Between-package variation is a beforehand undocumented supply of publication bias. Not the type the place researchers select specs to get significance — the type the place the software program silently produces completely different solutions and no one checks.

So I’d not be an excellent economist if I didn’t end a chat with “coverage suggestions”. Listed here are 4 coverage suggestions due to this fact.

  1. First, report the bundle and model. Even after standardization, bundle selection produces roughly 2x completely different estimates.

  2. Second, standardize your covariates earlier than estimation. It eliminates numerical singularity and reduces interplay variance by a 3rd.

  3. Third, run a zero-covariate baseline.

  4. Fourth, Affirm packages agree unconditionally earlier than you begin including covariates and watching the outcomes diverge — not since you assume the right specification is “no covariates” however as a result of it’s the best case and you may rule out methods the packages are dealing with covariate instances.

However then here’s a fifth level. The fifth level, and the broader level, is that this type of cross-package, cross-language audit is strictly what Claude Code must be used for. Why? As a result of this can be a process that’s time-intensive, high-value, and brutally straightforward to get incorrect. However only one mismatched diagnostic throughout languages invalidates the whole comparability, even one thing so simple as pattern measurement values differing throughout specs, would flag it. That is each straightforward and never straightforward — however it isn’t the work people must be doing by hand given how straightforward it will be to even get that a lot incorrect.

You may skip across the movies. The final two is me going over the “stunning deck” that Claude Code made for me, and that deck is posted on my web site.

When you discover this type of work helpful — utilizing Claude Code for sensible analysis, not influencer content material — I’d respect your contemplating a paid subscription.

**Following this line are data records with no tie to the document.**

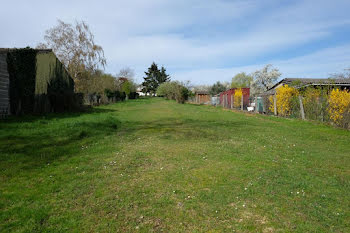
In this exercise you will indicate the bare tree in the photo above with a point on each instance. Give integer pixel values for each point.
(74, 45)
(343, 75)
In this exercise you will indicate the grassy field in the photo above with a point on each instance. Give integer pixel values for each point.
(154, 165)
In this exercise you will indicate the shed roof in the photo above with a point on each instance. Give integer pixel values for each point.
(313, 81)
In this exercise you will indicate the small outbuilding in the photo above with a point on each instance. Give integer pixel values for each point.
(227, 98)
(202, 97)
(34, 81)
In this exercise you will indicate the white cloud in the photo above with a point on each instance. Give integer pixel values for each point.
(192, 38)
(316, 65)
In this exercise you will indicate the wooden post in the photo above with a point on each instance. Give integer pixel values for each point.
(274, 105)
(302, 113)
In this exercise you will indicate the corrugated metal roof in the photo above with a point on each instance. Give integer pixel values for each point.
(312, 81)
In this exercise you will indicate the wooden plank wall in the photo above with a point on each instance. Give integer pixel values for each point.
(4, 86)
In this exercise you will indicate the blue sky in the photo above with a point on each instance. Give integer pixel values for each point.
(198, 40)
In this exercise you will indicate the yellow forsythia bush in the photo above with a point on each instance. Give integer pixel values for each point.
(237, 98)
(339, 104)
(284, 97)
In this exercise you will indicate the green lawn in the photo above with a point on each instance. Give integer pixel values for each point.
(155, 165)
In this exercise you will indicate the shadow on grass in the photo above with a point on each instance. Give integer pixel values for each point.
(31, 145)
(50, 116)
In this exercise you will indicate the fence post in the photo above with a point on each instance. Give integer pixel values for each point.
(302, 113)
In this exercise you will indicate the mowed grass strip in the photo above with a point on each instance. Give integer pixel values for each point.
(154, 165)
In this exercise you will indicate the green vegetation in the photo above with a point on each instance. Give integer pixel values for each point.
(154, 165)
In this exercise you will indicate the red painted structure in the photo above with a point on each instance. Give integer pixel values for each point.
(225, 97)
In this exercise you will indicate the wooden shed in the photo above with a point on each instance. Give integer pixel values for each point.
(227, 97)
(34, 81)
(202, 97)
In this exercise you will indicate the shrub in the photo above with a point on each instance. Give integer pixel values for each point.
(284, 100)
(339, 107)
(237, 98)
(315, 103)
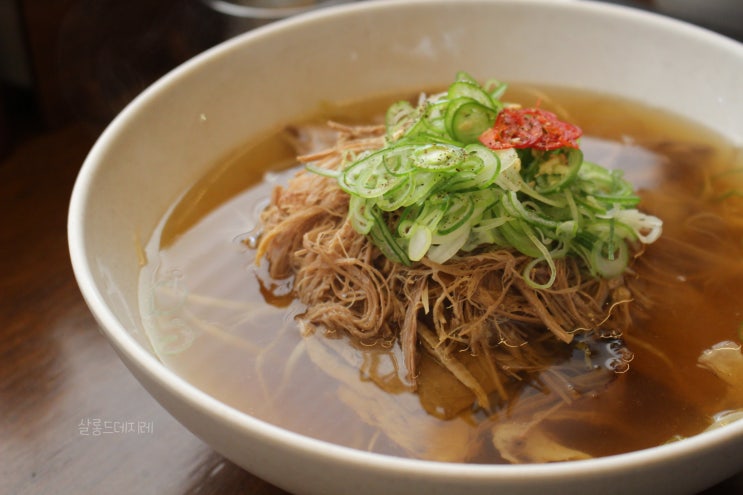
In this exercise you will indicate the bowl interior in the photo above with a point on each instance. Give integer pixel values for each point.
(252, 85)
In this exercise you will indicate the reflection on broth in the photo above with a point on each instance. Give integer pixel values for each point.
(219, 321)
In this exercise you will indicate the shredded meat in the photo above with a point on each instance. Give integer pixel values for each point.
(478, 303)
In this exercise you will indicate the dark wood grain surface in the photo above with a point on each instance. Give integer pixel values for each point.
(59, 379)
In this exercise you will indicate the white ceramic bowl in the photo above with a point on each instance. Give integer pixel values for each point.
(178, 128)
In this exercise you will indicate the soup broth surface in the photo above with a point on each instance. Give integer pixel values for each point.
(204, 300)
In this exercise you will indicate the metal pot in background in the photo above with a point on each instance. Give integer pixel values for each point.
(244, 15)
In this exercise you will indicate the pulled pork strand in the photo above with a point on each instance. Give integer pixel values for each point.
(477, 303)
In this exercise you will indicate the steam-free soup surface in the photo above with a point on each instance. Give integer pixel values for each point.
(204, 301)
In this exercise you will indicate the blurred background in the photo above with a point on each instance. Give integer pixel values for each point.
(83, 60)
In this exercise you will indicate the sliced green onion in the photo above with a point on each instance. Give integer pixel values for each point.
(434, 190)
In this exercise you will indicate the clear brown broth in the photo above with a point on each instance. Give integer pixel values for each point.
(207, 318)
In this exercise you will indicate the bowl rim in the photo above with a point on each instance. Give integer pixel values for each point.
(126, 344)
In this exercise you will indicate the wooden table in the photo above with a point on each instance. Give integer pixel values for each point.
(58, 375)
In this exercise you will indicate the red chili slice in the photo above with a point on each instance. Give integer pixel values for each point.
(530, 128)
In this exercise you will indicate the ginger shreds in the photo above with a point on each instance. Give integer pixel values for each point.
(478, 303)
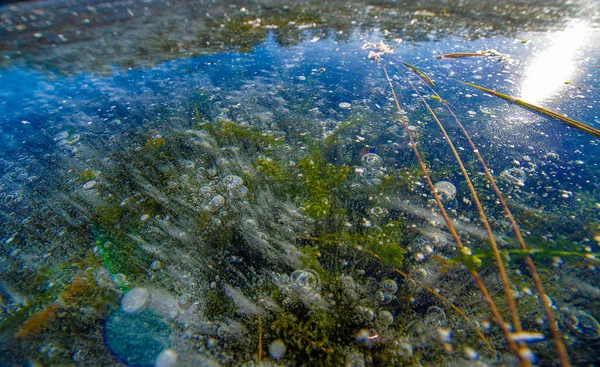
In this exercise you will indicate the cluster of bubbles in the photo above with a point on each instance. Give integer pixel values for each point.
(213, 196)
(64, 138)
(388, 289)
(445, 190)
(581, 323)
(514, 176)
(304, 280)
(372, 169)
(303, 285)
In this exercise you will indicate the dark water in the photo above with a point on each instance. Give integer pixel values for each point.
(191, 183)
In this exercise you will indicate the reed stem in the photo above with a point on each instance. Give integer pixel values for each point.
(556, 336)
(492, 306)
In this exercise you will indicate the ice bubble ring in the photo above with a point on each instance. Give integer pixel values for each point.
(445, 190)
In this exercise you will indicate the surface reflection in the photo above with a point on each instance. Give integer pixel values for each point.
(556, 65)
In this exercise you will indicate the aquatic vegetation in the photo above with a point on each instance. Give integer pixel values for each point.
(263, 204)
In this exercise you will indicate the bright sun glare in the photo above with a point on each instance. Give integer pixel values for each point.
(554, 66)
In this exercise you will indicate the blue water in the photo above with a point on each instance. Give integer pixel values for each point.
(110, 111)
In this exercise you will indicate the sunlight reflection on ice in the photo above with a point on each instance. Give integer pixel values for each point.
(551, 68)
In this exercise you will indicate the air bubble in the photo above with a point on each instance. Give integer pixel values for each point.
(135, 301)
(232, 181)
(515, 176)
(582, 324)
(371, 160)
(215, 203)
(389, 286)
(383, 298)
(304, 280)
(385, 317)
(445, 190)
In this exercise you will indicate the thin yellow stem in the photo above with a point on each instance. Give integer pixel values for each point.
(492, 306)
(557, 338)
(482, 216)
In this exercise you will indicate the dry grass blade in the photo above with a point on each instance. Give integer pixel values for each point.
(457, 55)
(541, 110)
(556, 336)
(483, 217)
(421, 73)
(483, 289)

This can be a labor of affection, and there’s extra to dig into. Not simply Callaway and Sant’Anna. Each estimator that is determined by a propensity rating. Each bundle that inverts a matrix with out telling you the situation quantity.

The TL;DR although is that tthe packages didn’t agree. And none of them advised you. And generally psychological well being deinstitutionalization had no impact and generally it had 2.4 extra homicides per capita. And it’s not due to “robustness” stuff — they need to be similar they usually weren’t.